On connait la romancière Leila Slimani pour ses romans Dans le jardin de l'ogre et Chanson douce récompensé par le prix Goncourt 2016. En plus d'être une auteure brillante, c'est aussi une jeune femme engagée, notamment sur les questions des droits des femmes et des libertés individuelles en général. D'origine marocaine, c'est vis-à-vis de son pays d'origine qu'elle a le plus de choses à dire.


Je vous présente ici deux de ses ouvrages : le premier est une bande-dessinée où il est question de la place des femmes et de la sexualité au Maroc, le deuxième un recueil de nouvelles parues dans le journal Le Un à propos de l'obscurantisme religieux.


Paroles d'honneur : une bande-dessinée émouvante sur des témoignages de femmes marocaines sur la sexualité


Auteure d'un livre documentaire intitulé Sexe et mensonges : la vie sexuelle au Maroc, elle a retranscrit une partie des témoignages qu'elle a recueillie pour ce livre dans une jolie bande-dessinée illustrée par Laetitia Coryn.

Dans Paroles d'honneur, Leila Slimani met en lumière les paroles de femmes marocaines qu'elle a rencontré au cours de l'été 2015 à Rabbat, avec qui elle a discuté de la place de la femme dans la société et de sexualité.


J'ai eu la chance d'assister à une rencontre avec l'auteure et l'illustratrice dans le cadre des Bibliothèques Idéales à Strasbourg, en septembre dernier et c'était tout à fait passionnant. Intelligente, cultivée, accessible et pertinente, Leïla Slimani s'exprime de manière claire et passionnée.   
Vous pouvez d'ailleurs réécouter la rencontre sur Sound Cloud (enregistrement c. Eurométropole de Strasbourg.)


Paroles d'honneur est une BD de reportage et de témoignages à forte dimension biographique, tout-a-fait ancrée dans l'actualité et fortement engagée.
L'auteure et narratrice retranscrit ici les échanges qu'elle a eu avec plusieurs personnes au Maroc, notamment avec Nour, une femme d'une trentaine d'années, célibataire et à tendance laïque, mais aussi avec des femmes plus libérées et d'autres plus âgées et plus traditionalistes. A la fin de l'album, on retrouve aussi quelques témoignages d'hommes.
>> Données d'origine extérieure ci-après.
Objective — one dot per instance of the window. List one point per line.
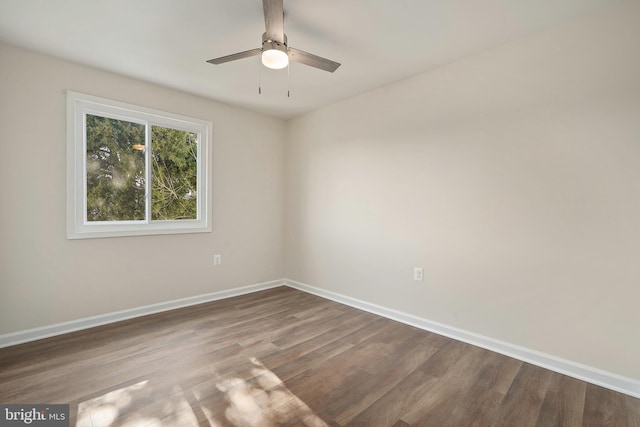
(135, 171)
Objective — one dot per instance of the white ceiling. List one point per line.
(377, 41)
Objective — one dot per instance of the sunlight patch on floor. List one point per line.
(261, 399)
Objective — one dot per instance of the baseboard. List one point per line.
(586, 373)
(590, 374)
(90, 322)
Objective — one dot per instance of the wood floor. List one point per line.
(282, 357)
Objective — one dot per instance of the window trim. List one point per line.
(78, 105)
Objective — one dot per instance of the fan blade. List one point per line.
(274, 20)
(312, 60)
(235, 56)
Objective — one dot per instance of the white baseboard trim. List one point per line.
(102, 319)
(586, 373)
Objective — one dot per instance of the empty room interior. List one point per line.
(427, 215)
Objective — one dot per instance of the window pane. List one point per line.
(115, 170)
(174, 174)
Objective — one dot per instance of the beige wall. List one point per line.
(46, 279)
(512, 177)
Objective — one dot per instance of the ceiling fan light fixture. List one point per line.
(275, 59)
(274, 55)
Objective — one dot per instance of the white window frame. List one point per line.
(78, 106)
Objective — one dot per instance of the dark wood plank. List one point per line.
(563, 404)
(604, 408)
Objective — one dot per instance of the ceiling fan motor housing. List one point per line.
(268, 44)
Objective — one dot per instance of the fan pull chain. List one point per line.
(288, 79)
(259, 75)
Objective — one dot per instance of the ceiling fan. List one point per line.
(275, 51)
Toutes et tous témoignent du tabou qu'est la sexualité au Maroc, de la place de la femme dans la société et de leur perception par les hommes, de la sacralisation de la virginité, des nombreux interdits comme l'avortement... En cause? Une société schizophrène bloquée entre tradition et modernité, le poids de la religion, de la morale et des traditions, la peur de la "houchma", la honte qui tolère pourtant le viol et les violences conjugales... C'est une société hypocrite qui est décrite ici, qui condamne la liberté d'aimer, le désir et une partie des libertés individuelles. Les femmes sont perçues soit comme des épouses soumises à leur mari soit comme des prostituées, il n'y a pas de juste milieu.

Certaines femmes non pratiquantes mettent ainsi le voile dans les espaces publics pour être tranquilles, de peur sinon de se faire agresser. D'autres se font reconstruire l'hymen de peur de ne trouver jamais de mari. Beaucoup de jeunes, hommes ou femmes, rêvent de changement ou d'exil.
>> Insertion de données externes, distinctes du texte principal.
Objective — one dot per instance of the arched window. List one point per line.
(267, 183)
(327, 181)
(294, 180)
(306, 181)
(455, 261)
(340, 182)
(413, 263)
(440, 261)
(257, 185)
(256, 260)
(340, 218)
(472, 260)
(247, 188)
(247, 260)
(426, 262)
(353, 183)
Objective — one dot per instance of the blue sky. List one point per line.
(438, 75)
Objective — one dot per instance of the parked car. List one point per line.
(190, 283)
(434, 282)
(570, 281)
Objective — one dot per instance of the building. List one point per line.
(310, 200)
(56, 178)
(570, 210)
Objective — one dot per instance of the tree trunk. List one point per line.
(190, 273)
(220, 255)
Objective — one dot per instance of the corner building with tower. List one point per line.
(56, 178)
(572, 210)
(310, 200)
Paroles d'honneur, c'est une peinture de la société marocaine d'aujourd'hui, où sont retranscrits notamment de récents faits divers comme, par exemple, le scandale qu'a suscité le film Much Love qui a été censuré ou alors la polémique suscitée par la tenue de Jenifer Lopez lors d'un concert en 2015.

Lors d'un entretien avec une théologienne, cette dernière rappelle que ce sont pourtant les arabes qui ont choqué l'occident avec les premiers écrits érotiques au 15ème siècle.
"On oublie trop souvent que dans les premiers temps de l'Islam, le sexe était loin d'être condamnable. La sexualité y était même considérée comme une sorte d'épanouissement" "Et aujourd'hui chacun utilise, l'instrumentalise pour justifier ou interdire tel ou tel comportement." (p 49)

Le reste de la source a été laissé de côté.